O juiz era um homenzarrão, grande e gordo, que me permito omitir seu nome. Depois do meirinho ler os autos e a defesa e a acusação inquirir o réu, chegou a vez das testemunhas. Todas humildes. Gente de povoados, de lida na lavoura. Um deles, ao ser chamado, sem saber dos preceitos que regiam o sacrossanto salão do júri, entrou no recinto com um chapéu na cabeça. 

Foi o bastante: o juiz, de cima de seu metro e noventa, pilotando quase cento e cinquenta kilos, debaixo de uma toga que lhe avolumava o porte, já começou berrando:

- "Moleque, desclassificado, filho de uma cadela, sem respeito . Como ousa entrar no recinto com o chapéu na cabeça”, desancou o pobre homem a mais não poder e deu ordens.

- “Tranquem esse infeliz na cadeia ao lado e joguem água fria na sua cabeça para esfria-la. Deixem-no lá”.

E lá se foi o pobre diabo de botinas de goma, paleto caqui e calça porta de loja para a cela, com chapéu amarfanhado nas mãos.

Passado o momento de demonstração de autoridade, o júri continuou. Outras testemunhas foram ouvidas e por fim o juiz mandou buscar o trancafiado. 

Vinha amarelo, cabisbaixo, da cor daqueles que entram na vida pela porta baixa da humilhação. Testa branca a destoar do resto do rosto e pescoço queimado de sol. O chapéu desaparecera. Respondeu às perguntas com monossílabos. 
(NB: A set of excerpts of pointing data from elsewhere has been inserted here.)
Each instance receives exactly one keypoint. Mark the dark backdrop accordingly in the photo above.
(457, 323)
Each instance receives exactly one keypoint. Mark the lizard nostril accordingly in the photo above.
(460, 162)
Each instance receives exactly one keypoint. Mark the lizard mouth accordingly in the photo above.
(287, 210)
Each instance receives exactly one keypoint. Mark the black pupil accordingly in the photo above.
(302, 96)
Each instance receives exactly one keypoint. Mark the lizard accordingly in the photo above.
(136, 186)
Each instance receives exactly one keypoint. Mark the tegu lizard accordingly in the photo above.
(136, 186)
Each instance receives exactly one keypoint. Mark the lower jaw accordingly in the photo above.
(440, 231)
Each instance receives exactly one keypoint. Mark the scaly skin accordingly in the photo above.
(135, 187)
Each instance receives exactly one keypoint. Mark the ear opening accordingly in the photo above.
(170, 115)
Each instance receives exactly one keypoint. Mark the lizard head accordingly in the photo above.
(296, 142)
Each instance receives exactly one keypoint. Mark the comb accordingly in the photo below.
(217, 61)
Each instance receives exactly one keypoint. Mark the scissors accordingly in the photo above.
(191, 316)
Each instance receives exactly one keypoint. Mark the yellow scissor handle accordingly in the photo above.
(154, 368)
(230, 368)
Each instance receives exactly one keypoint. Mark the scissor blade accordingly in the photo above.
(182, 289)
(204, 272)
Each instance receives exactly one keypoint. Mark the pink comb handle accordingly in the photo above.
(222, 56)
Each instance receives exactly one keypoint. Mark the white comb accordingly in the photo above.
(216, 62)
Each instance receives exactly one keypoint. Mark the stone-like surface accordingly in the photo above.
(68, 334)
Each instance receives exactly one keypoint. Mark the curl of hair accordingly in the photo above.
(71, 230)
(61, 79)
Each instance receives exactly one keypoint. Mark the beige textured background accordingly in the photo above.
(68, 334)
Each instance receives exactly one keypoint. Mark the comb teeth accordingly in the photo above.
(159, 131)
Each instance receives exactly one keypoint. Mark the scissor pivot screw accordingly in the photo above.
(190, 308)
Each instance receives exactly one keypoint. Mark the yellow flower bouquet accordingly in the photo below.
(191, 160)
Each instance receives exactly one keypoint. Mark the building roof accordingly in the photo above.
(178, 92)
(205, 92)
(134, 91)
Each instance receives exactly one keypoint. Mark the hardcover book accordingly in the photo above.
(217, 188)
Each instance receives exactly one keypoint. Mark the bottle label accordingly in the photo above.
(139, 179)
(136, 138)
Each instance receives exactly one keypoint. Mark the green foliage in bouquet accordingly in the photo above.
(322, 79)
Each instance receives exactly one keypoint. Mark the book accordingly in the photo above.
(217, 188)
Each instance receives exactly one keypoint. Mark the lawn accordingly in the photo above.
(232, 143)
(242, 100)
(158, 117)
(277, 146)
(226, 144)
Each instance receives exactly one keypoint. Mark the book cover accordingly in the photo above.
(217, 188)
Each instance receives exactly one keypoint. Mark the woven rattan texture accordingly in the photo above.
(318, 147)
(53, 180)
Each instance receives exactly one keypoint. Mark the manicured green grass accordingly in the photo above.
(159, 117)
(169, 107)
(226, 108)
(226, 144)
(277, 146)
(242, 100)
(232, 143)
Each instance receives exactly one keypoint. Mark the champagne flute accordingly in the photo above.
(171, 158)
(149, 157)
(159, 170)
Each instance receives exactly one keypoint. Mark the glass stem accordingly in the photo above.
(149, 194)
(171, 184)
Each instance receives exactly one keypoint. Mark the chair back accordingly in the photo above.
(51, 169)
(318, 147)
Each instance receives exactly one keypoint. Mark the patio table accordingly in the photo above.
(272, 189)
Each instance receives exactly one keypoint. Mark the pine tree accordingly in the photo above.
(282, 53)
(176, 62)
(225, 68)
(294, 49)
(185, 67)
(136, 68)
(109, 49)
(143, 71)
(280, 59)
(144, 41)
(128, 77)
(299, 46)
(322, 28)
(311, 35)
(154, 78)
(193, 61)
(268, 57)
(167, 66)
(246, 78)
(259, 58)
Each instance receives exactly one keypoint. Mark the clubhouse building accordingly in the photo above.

O juiz do alto de seu tablado saboreava seu momento de glória. O réu foi absolvido por sete a zero. A infeliz testemunha voltou para o seu "Pasto das Éguas" e o juiz, para não contrariar os fatos, terminou seus dias gordo e incensado como desembargador em Belo Horizonte.

Uma nota:
Corre a boca pequena que juiz e médico acham que são Deuses. Desembargadores e argentinos têm certeza. 

Ministro do Supremo tipo Marco Aurélio Mello o que será?